In the fall of 2018, on October 27, a man armed with an AR-15-style assault rifle entered the Tree of Life Synagogue in Pittsburg, Pennsylvania. Amid anti-Semitic insults, he opened fire and killed 11 members of the congregation and injured 6 others. It was the worst attack on the Jewish people in the United States.
Approximately ten months later, the Justice Department has filed its intent to request that the death penalty be enforced upon Robert Bowers for the murder of 11 people. However, not everyone is in agreement that the death penalty is the appropriate course of action.
There are three congregations that meet at the Tree of Life synagogue, two of which are “saddened and disappointed” with the Justice Department’s decision to seek the death penalty.

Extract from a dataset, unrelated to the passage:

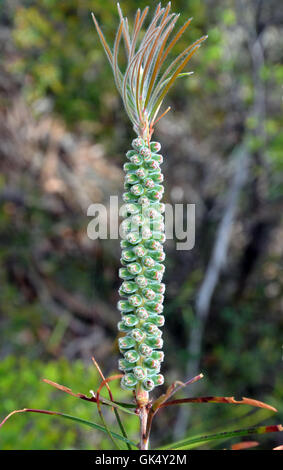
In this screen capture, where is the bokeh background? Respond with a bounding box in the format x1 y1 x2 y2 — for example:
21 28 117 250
0 0 283 449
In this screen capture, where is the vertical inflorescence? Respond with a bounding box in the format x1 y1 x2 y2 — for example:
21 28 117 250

Rabbi Jonathan Perlman, a leader of New Light Congregation—one of the groups that oppose the death penalty—believes that taking the life of a man even though he spilled innocent blood is contrary to Jewish teaching.
Perlman said, “But what the administration needs to understand is that if they took a poll of the Jewish community they would find out Jews are very much opposed to this for religious reasons.”

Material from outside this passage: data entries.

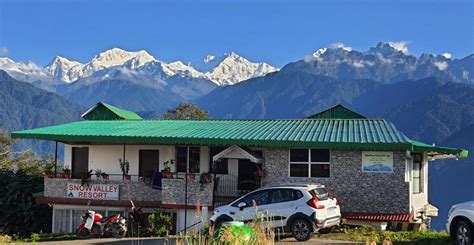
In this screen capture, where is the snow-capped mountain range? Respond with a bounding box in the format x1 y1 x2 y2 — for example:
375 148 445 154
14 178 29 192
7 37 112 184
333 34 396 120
292 42 474 83
0 48 278 86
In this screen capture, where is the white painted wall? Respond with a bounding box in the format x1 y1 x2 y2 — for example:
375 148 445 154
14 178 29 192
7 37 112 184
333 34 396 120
410 155 428 216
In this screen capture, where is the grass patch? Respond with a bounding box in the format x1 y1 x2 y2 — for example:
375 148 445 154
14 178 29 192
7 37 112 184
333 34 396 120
318 226 453 245
21 233 79 243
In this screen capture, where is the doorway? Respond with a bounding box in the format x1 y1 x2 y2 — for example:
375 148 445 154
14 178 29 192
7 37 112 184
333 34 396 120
237 159 260 193
138 150 160 178
71 147 89 179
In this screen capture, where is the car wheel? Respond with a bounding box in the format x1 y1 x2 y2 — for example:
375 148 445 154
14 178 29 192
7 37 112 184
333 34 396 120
454 221 473 245
291 219 313 241
318 226 336 234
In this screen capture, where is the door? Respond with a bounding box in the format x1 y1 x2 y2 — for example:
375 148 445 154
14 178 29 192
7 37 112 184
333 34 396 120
71 147 89 179
237 159 259 193
138 150 160 178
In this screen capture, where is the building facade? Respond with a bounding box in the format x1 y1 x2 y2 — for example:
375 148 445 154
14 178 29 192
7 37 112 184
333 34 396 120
12 104 467 233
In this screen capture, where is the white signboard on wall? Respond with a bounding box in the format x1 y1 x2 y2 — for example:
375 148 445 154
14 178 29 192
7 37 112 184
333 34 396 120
362 151 393 173
67 183 119 200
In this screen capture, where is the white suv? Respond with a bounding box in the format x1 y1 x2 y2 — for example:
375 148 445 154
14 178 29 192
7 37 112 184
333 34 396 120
446 201 474 245
210 185 341 241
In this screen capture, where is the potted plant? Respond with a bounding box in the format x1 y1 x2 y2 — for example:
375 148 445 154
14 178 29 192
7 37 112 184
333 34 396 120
161 159 174 179
199 172 212 184
187 167 197 180
100 172 109 180
94 169 102 179
119 158 131 180
63 166 71 179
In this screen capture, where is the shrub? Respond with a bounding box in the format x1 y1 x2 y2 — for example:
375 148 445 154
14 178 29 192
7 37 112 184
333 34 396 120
148 208 172 236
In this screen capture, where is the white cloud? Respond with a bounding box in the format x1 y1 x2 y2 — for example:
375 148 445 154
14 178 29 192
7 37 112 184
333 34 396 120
0 47 8 56
388 41 409 54
442 52 453 59
331 43 352 51
352 61 364 68
433 61 448 71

Members of Dor Hadash, the other congregation that disproves of the Justice Department seeking the death penalty, mentioned that they would’ve been satisfied with a plea deal that would have given Bowers life in prison without parole.
Joe Charny and Barry Werber were inside the synagogue when Bowers proceeded with his fatal rampage. They both witnessed the deaths of fellow congregants all around them. Although they suffered through the same experiences, their perspectives on the death penalty are quite different.
Charny didn’t mince words when giving his thoughts on withholding the death penalty. “[The Tree of Life] is sacred to me and to say ‘oh that guy wrecked it and we’ll let him live’ that is horse manure.” He continued, “I don’t think it’s okay. I think there’s a price for this.”
Werber sees things a bit differently. He wants to appeal to the U.S. Attorney General to make sure the death penalty isn’t pursued out of respect for the survivors. “…The families and the survivors and those of us who went through the trauma are going to go through it all over again,” Werber said. “I would much prefer he be put away in a deep dark hole and we forget about him.”
In a plea letter written to Attorney General William Barr, Rabbi Perlman said, “A drawn out and difficult death penalty trial would be a disaster with witnesses and attorneys dredging up horrifying drama and giving this killer the media attention he does not deserve.”
Perlman and Werber may have a point. Although the Federal Court in Western Pennsylvania has sentenced three criminals to the death penalty since 1999, not a single one of them has been executed.